Focusing on modeling and optimization for systems under uncertainty, this proposal consists of four parts. Part I proposes two types of algorithms. The first one is an approximation of an analog diffusion machine; the second one also takes measurement errors into consideration. Our goal is to develop asymptotic properties of such algorithms. By using weak convergence methods, suitably scaled sequences will be shown to converge to appropriate diffusions. Part II treats a class of hybrid models. Approximation schemes for systems involving singularly perturbed Markov chains with weak and strong interactions will be developed, which are useful for natural time-scale separation and reduction of complexity for large-scale systems. Part III investigates asymptotic properties of solutions of Cauchy problems arising from null-recurrent diffusions. Our focus is on obtaining convergence and rate of convergence of the solutions. One of the primary motivations comes from the investigation of singularly perturbed systems. The results will be useful to the ever expanding applications in optimization, controlled Markov systems, hierarchical decision making, production planning, telecommunication, queueing networks, and system reliability. Part IV models single-machine scheduling problems under random processing time, and/or under random machine breakdowns and repairs, and/or subject to random compression of processing times. Our objectives are to develop feasible models and to obtain optimal scheduling policies for the underlying systems. These results will allow us to design scheduling models and strategies for more complex jobshops by considering integrated processes as single-machine systems.
Nontechnical explanation:
To bridge the gap between theory and applications, this research project includes three components: modeling, asymptotic analysis, and simulation.
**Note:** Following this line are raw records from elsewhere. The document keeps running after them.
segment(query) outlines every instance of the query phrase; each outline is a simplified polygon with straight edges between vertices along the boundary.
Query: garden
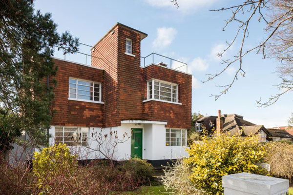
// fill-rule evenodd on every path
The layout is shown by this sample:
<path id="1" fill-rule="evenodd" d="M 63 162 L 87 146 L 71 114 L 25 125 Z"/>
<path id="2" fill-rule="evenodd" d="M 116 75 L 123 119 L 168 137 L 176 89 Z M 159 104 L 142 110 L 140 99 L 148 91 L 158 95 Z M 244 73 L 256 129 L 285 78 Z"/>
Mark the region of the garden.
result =
<path id="1" fill-rule="evenodd" d="M 2 157 L 0 194 L 223 195 L 223 176 L 247 172 L 290 180 L 293 176 L 291 142 L 261 143 L 257 136 L 222 134 L 203 136 L 187 150 L 189 156 L 165 167 L 158 181 L 152 176 L 157 171 L 145 160 L 81 163 L 78 155 L 59 144 L 35 153 L 26 163 Z M 270 164 L 270 171 L 260 162 Z"/>

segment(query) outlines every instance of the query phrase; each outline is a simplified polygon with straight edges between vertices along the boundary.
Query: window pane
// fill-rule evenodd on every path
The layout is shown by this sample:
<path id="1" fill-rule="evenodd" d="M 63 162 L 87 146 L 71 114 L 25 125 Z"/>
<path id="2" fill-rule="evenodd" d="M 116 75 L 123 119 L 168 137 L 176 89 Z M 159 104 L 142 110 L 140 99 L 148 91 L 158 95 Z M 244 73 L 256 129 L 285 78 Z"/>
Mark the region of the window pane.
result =
<path id="1" fill-rule="evenodd" d="M 167 98 L 161 96 L 160 99 L 162 100 L 171 101 L 171 98 Z"/>
<path id="2" fill-rule="evenodd" d="M 69 94 L 69 98 L 76 98 L 76 94 Z"/>
<path id="3" fill-rule="evenodd" d="M 100 93 L 99 92 L 95 92 L 94 93 L 94 96 L 95 96 L 96 97 L 100 97 Z"/>
<path id="4" fill-rule="evenodd" d="M 91 87 L 87 87 L 86 86 L 83 86 L 83 85 L 77 85 L 77 89 L 81 89 L 82 90 L 84 90 L 84 91 L 91 91 Z"/>
<path id="5" fill-rule="evenodd" d="M 69 89 L 69 92 L 71 94 L 76 94 L 76 89 Z"/>
<path id="6" fill-rule="evenodd" d="M 99 97 L 94 97 L 94 100 L 100 101 L 100 98 Z"/>
<path id="7" fill-rule="evenodd" d="M 92 95 L 92 92 L 90 92 L 90 91 L 84 91 L 84 90 L 78 90 L 77 92 L 78 92 L 77 93 L 79 95 L 82 95 L 87 96 L 91 96 L 91 95 Z"/>
<path id="8" fill-rule="evenodd" d="M 161 96 L 166 96 L 167 97 L 171 97 L 171 94 L 167 92 L 161 92 Z"/>
<path id="9" fill-rule="evenodd" d="M 75 84 L 69 84 L 69 87 L 73 89 L 76 88 L 76 85 Z"/>
<path id="10" fill-rule="evenodd" d="M 76 80 L 73 79 L 69 79 L 69 83 L 76 84 Z"/>
<path id="11" fill-rule="evenodd" d="M 169 88 L 167 88 L 161 86 L 161 91 L 171 93 L 171 89 L 169 89 Z"/>
<path id="12" fill-rule="evenodd" d="M 93 97 L 91 96 L 83 96 L 81 95 L 78 95 L 77 96 L 77 98 L 78 98 L 79 99 L 86 99 L 88 100 L 93 100 Z"/>
<path id="13" fill-rule="evenodd" d="M 170 88 L 171 88 L 171 85 L 168 84 L 165 84 L 164 83 L 161 82 L 161 86 L 163 86 L 163 87 L 168 87 Z"/>
<path id="14" fill-rule="evenodd" d="M 87 85 L 87 86 L 92 86 L 92 82 L 86 82 L 86 81 L 83 81 L 81 80 L 79 80 L 78 83 L 79 84 L 82 84 L 82 85 Z"/>

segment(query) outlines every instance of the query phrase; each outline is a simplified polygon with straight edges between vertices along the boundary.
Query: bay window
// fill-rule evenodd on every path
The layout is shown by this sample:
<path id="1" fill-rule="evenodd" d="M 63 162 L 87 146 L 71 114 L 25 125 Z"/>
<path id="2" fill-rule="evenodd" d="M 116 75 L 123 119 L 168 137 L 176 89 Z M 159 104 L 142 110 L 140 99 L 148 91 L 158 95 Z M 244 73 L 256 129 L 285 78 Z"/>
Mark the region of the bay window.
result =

The ultimate goals are to provide useful models, to investigate their basic properties, and to develop sound and feasible algorithms. Part 1 proposes two classes of algorithms with applications to machine learning, image segmentation, and various global optimization tasks. To meet the increasing demand on robust design and control of systems in speech and pattern recognition, signal processing, telecommunications, and manufacturing, Part 2 aims to reduce the complexity of a large-scale system of complex structure by using a simple system via approximation schemes. The origin of the planned work for Part 3 stems from the effort of modeling uncertainties due to random influence such as demands for a product in a manufacturing system or fluctuation in the stock market. To control the underlying system, it is imperative to understand the system's long-term behavior, which is our primary goal. In production planning, it is vital to provide good strategy in sequencing the parts to be processed by the machines. Part 4 proposes single-machine scheduling models in uncertain environment. The proposed work aims to develop optimal scheduling policies. The overall planned work represents a continuation of the PI's recent preliminary exploration in these areas. It is expected that the results will be applicable in the further improvements of optimization methods.